La gestion du FCSB par Gigi Becali explique aussi le désintérêt des supporters. «Il voit ce club uniquement comme son jouet, déplore Costin Stucan. Il décide de tout: le onze de base, les changements durant le match ou encore les transferts. Il choisit uniquement des entraîneurs qui font ce qu’il exige. Les fans du club ne supportent plus ces attitudes.» Au début du mois d’août, peu après la démission de l’entraîneur après seulement sept journées, certains supporters ont lancé ironiquement des faux billets de banque sur le terrain avec le portrait de Becali imprimé. Ils ont aussi déployé une banderole sur laquelle il était écrit: «On en a marre de ton incompétence! Trouve un entraîneur et laisse-le faire son travail!»

La réputation de l’homme d’affaires ne joue pas non plus en sa faveur: il a passé deux ans derrière les barreaux entre mai 2013 et avril 2015 pour tentative d’arrangement de matchs et échanges illégaux de parcelles de terrain – sur fond de corruption – avec l’armée à la fin des années 1990. Ancien membre des parlements européen et roumain, toujours prompt à se mettre en scène dans des décors ostentatoires, il a été épinglé plusieurs fois par des groupes de défense des droits de l’homme pour misogynie, homophobie et racisme. Gigi Becali, lui, reste persuadé que son FCSB est le légitime Steaua Bucarest, malgré les décisions de justice, et continue de reprendre à son compte les riches heures du Steaua dans la communication du club.

Retrouver le lustre d’antan

A Giurgiu, les joueurs du FCSB font de leur mieux face à Guimaraes. Le niveau est plutôt bon et il y a finalement une ambiance très conviviale dans les tribunes.
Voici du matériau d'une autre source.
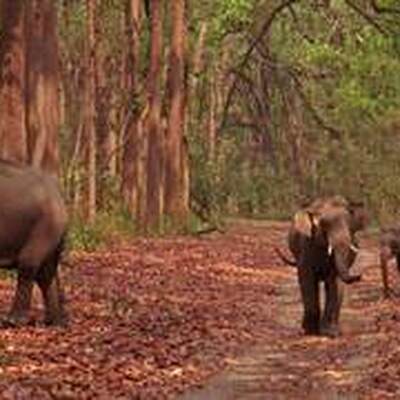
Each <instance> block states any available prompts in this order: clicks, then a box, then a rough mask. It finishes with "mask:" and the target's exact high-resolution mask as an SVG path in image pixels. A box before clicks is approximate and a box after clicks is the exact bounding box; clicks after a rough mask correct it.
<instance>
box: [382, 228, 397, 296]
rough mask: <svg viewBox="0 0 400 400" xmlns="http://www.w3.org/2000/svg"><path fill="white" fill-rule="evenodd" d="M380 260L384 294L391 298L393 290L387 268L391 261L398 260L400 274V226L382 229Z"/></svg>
mask: <svg viewBox="0 0 400 400" xmlns="http://www.w3.org/2000/svg"><path fill="white" fill-rule="evenodd" d="M379 258H380V267H381V272H382V282H383V294H384V297H389V295H390V293H391V291H392V290H391V289H390V288H389V283H388V272H387V266H388V263H389V261H390V260H391V259H393V258H395V259H396V265H397V270H398V271H399V273H400V225H397V226H388V227H385V228H382V230H381V235H380V241H379Z"/></svg>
Environ 4000 personnes sont venues, dont apparemment une bonne partie d’habitants de Giurgiu. Le club le plus populaire du pays garde des partisans un peu partout, même si, en tribunes, les maillots du Barça sont à peine moins rares que ceux du Steaua.

Faute d’avoir su concrétiser ses actions, l’équipe quitte la pelouse sur un 0-0 frustrant. En zone mixte, Thierry Moutinho sort des vestiaires habillé aux couleurs de son nouveau club. Le Genevois n’a pas joué, mais il garde le sourire. «Je suis arrivé de Cluj à la mi-juillet, explique-t-il. J’ai donc dû m’intégrer rapidement et me remettre à niveau physiquement. Le premier mois s’est très bien passé.» Son compère français en attaque Harlem Gnohéré, passé notamment par le FC Bulle et UGS au début de sa carrière, partage le même enthousiasme: «Il y a deux ans, j’ai signé ici car je connaissais le glorieux passé du Steaua. C’est une fierté de porter ce maillot. C’était la meilleure solution pour moi qui souhaite jouer le titre et la Coupe d’Europe chaque année.»

Mais l’épopée européenne s’est achevée au match retour à Guimaraes (défaite 1-0). Il n’y aura pas d’Europa League cette saison, et pas de trophée européen, comme le rêvait Gigi Becali. «S’il continue à gérer le club d’une manière aussi catastrophique, il ne gagnera rien pendant les cent prochaines années», lui promet Costin Stucan. Sera-ce suffisant pour que le CSA Steaua refasse son retard et ajoute quelques étoiles sur son prestigieux maillot?